I have a csv file (see here) that contains meta data from posts of a public page in Facebook. I need to decode all the content like: \xc3\xa9
and \xf0\x9f\x91\xa9\xf0\x9f\x8f\xbb\xe2\x80\x8d\xf0\x9f\x92\xbc
The meta data "post message" is:
"b'Bom dia, genteee! Me disseram que esse emoji \xc3\xa9 a minha cara: \xf0\x9f\x91\xa9\xf0\x9f\x8f\xbb\xe2\x80\x8d\xf0\x9f\x92\xbc\nO que voc\xc3\xaas acham?'"
and its type is str object.
I need convert it to:
Bom dia, genteee! Me disseram que esse emoji é a minha cara: O que vocês acham?
How I do this? I need convert all csv.
edit 1: I tried
My_string = post_message.split("b'")[1].split("'")[0]
My_string.encode().decode('unicode_escape')

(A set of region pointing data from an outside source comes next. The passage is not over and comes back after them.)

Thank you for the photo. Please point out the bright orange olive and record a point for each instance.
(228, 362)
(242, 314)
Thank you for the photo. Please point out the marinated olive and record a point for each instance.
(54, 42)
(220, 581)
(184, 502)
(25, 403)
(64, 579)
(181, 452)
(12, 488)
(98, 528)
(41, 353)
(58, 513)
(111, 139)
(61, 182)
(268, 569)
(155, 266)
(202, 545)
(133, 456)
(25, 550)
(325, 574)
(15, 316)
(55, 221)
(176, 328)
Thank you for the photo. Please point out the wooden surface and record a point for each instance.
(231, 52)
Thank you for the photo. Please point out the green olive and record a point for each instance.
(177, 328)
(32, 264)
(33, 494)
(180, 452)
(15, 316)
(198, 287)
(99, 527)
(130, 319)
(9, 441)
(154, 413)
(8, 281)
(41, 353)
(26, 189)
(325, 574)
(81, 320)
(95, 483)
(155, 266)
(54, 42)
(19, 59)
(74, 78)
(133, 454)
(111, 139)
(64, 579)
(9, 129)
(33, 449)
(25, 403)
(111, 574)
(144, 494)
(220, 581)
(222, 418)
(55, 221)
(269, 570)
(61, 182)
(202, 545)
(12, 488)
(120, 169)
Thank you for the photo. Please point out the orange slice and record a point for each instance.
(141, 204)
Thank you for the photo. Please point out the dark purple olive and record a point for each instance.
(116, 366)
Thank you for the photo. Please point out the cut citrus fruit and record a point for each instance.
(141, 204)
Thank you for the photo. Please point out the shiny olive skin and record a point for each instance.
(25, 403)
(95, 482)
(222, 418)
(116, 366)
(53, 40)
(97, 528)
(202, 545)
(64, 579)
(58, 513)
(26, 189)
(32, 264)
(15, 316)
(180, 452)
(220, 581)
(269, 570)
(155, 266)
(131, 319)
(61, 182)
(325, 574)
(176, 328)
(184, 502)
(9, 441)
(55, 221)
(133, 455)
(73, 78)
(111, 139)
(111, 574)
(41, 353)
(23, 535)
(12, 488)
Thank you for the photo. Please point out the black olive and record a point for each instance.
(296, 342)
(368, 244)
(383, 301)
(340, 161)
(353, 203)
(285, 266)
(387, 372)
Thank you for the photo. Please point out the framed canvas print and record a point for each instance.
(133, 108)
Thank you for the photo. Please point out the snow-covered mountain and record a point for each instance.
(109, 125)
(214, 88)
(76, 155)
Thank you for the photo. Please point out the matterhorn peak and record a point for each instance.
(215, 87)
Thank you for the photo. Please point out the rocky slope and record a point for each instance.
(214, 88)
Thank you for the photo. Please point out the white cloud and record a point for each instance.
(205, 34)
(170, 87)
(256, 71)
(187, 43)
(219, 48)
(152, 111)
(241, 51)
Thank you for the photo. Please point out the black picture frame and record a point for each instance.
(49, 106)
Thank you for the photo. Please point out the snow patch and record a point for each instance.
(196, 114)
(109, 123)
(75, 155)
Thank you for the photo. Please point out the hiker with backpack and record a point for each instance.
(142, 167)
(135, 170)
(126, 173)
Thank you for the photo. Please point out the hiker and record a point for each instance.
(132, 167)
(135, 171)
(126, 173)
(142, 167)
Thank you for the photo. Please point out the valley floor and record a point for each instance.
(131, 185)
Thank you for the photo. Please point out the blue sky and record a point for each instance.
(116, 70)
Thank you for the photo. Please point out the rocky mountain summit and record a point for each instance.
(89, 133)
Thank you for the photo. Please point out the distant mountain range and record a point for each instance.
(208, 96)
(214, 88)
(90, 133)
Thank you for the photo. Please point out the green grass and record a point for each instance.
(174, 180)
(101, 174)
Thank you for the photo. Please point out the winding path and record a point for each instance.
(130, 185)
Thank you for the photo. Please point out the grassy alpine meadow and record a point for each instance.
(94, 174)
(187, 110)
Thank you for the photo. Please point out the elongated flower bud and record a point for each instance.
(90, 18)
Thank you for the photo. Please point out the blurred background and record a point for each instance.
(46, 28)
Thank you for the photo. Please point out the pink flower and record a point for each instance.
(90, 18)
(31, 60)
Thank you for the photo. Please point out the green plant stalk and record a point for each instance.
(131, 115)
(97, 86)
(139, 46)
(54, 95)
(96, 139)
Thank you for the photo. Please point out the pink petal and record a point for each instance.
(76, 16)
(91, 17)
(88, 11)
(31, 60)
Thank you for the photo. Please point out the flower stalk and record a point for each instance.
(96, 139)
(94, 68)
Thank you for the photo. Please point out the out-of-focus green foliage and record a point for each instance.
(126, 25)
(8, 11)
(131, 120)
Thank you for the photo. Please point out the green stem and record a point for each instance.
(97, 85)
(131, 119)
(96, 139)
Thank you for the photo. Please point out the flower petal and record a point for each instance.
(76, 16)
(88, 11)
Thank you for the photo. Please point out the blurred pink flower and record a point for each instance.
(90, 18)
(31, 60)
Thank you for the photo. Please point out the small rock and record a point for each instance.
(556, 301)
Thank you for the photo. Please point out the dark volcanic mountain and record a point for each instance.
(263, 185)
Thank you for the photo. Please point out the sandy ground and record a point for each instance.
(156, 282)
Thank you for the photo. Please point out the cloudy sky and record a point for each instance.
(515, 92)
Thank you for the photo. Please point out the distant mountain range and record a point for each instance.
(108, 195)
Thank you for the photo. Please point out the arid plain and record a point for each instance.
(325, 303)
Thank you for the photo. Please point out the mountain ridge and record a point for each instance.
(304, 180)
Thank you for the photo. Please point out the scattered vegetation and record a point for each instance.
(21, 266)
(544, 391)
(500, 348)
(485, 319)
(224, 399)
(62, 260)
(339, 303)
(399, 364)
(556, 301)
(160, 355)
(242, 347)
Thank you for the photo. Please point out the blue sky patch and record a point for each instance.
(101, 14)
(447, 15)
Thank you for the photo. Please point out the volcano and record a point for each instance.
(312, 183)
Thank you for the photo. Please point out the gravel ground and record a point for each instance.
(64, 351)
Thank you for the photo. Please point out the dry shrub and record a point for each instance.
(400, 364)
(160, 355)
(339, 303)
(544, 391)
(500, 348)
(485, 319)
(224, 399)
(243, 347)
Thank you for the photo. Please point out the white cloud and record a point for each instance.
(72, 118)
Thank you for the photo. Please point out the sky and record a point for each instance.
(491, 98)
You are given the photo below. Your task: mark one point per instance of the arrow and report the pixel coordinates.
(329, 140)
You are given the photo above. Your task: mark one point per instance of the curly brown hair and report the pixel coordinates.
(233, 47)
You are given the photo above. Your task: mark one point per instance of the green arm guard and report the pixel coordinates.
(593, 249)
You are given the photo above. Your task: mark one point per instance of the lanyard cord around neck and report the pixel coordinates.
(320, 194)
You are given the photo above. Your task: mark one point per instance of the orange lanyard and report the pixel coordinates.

but the result it's different than I expected:
Bom dia, genteee! Me disseram que esse emoji é a minha cara: ð©ð»âð¼ O que vocês acham?
Solution:
As @Ben pointed out, my data is a string object that contains bytes, not bytes object. So used the @ShadowRanger solution (see his answer here). I did:
My_string = post_message[2:len(post_message)-1] #to remove "b'" from begining and "'" from end
My_string = My_string.encode('utf-8').decode('unicode_escape').encode('latin-1').decode('utf-8')
The result:
Bom dia, genteee! Me disseram que esse emoji é a minha cara: O que vocês acham?